Five towers will be built on Ground Zero by 2012
New York officials applauded workers as they arrived at the construction site.
The centrepiece Freedom Tower will be the United States' tallest building and fill the hole left in the city's skyline by the 9/11 terrorist attacks.
The deal agreed by site landlord Larry Silverstein was passed by the city's Port Authority, which owns the site.
New York governor George Pataki, New Jersey governor Jon Corzine, New York Mayor Michael Bloomberg and Mr Silverstein were on site on Thursday as the excavation trucks rolled in.
"It is going to be a symbol of our freedom and our independence," Mr Pataki said, referring to the Freedom Tower which will rise 1,776 feet (540m).
"We are not going to just build low in the face of a war against terror. We are going to soar to new heights and reclaim the New York skyline," he said.
Wednesday's agreement ended years of often acrimonious talks over the proposed redevelopment between multi-millionaire developer Mr Silverstein and port and city officials.
Larry Silverstein has clashed with city officials over the plans
At every step, there have been disagreements over the design, financing and even ownership of the proposed redevelopment on Ground Zero.
Under the deal, Mr Silverstein will build four of the five skyscrapers planned for the site, including the Freedom Tower. The Port Authority of New York and New Jersey will build the fifth building.

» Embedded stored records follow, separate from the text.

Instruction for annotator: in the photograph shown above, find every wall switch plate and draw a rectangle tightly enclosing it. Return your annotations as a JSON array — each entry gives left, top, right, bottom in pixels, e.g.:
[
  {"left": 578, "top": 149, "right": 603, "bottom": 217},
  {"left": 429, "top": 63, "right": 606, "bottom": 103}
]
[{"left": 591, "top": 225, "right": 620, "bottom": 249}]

Upon completion, Mr Silverstein will hand over control of the Freedom Tower and one other building to the Port Authority.
Officials say the deal means they are on course to finish the buildings by 2012.
Mr Silverstein signed a 99-year lease on the World Trade Center less than two months before the 11 September 2001 attacks.
He was awarded $4.6bn in insurance money after the collapse of the Twin Towers.
Neither side could agree on who would build on Ground Zero, how much rent would be paid, and how to divide the money paid to Mr Silverstein after 9/11.
When talks again broke down in mid-March, Port Authority officials angrily accused Mr Silverstein of negotiating in bad faith.
Mr Silverstein insisted rebuilding the site was the most important thing in his life.